文芸時評

11月号 幼かった僕の日常 早稲田大学教授・石原千秋

僕には父の記憶がほとんどない。だからこれは昨年亡くなった母から聞かされた話である。

予科練出身で海軍の戦闘機のパイロットだった父は、戦後公職追放となって苦労した後、自衛隊のパイロットになった。ほどなくジェット機の操縦を身につけるためにアメリカに1年間留学した。1956(昭和31)年のことである。大戦中に戦闘機乗りだった日本人である。アメリカ軍ではずいぶん差別を受けたらしい。彼らを黙らせる手段はただ一つ。8月16日に出撃命令が出ていた特攻隊員だったと告げることだけだったという。これは話ができすぎていて眉唾だが、それを聞いたアメリカ兵は口を閉じたという。
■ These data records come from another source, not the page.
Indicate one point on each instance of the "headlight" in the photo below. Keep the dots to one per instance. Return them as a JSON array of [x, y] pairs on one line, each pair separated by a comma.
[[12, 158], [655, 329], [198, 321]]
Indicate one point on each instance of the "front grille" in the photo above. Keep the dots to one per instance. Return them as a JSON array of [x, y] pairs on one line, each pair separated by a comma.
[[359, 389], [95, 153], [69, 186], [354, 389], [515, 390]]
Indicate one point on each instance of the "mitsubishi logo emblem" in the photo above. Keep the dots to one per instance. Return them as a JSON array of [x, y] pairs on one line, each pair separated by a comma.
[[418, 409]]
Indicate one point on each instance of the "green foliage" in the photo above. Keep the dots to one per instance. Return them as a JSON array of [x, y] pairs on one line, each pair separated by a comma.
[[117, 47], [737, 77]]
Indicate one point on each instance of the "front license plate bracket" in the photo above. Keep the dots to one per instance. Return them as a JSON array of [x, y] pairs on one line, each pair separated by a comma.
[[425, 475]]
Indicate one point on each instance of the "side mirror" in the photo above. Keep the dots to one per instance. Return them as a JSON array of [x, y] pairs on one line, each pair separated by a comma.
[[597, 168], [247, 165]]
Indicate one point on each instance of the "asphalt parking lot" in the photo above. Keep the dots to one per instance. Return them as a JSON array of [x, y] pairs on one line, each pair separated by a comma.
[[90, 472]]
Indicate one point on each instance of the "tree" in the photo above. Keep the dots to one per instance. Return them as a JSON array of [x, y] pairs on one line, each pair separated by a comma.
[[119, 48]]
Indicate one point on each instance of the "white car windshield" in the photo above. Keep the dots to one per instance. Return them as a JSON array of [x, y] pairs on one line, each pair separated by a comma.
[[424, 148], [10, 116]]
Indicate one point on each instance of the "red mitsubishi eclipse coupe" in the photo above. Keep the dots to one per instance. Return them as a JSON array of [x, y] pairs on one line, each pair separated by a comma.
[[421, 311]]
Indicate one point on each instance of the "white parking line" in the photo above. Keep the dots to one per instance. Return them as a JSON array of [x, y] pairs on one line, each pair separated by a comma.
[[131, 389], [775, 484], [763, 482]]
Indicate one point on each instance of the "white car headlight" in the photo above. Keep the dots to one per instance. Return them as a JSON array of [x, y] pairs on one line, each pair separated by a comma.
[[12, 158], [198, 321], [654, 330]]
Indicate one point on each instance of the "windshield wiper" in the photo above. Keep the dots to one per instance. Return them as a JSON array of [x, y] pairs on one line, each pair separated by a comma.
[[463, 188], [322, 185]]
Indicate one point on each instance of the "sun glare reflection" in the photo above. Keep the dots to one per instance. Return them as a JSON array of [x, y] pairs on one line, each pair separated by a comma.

父がアメリカで苦労したのは黒人差別だった。バスに乗っても座席が違う。それは異様な光景だった。東洋人はどちらに座っても嫌な顔をされる。当時のアメリカには東洋人の居場所はなかった。帰国した父はジェット練習機の教官となって宮崎の基地に勤務し、次に岐阜の基地に勤務して、そこで飛行機事故で亡くなった。岐阜では基地の中の官舎に住んだ。アメリカ兵用に造られた大きな洋館だった。基地には米兵が住むエリアもあった。基地のゲートまでは4キロあった。1日に数便しか来ないバスを待っていると、大きな車に乗ったアメリカ兵が町まで乗せてくれたこともあった。基地には黒人兵も住んでいたし、小学校に入学したら、クラスには母親が日本人の肌の黒い女の子もいた。それがまだ幼かった僕のふつうの日常だった。東京で育った知人も小学校に肌の黒いクラスメートがいたが、同じようにふつうに日常を過ごしたという。幼い2人にはまだ差別という感情がなかった。2人の結論はこうだ。差別は学習するものだと。それならば、差別のない世界も学習できるはずだ。いまアメリカで起きている理不尽な出来事をテレビで見て思う。あれは僕たち家族をゲートまで車に乗せてくれた人たちではないかと。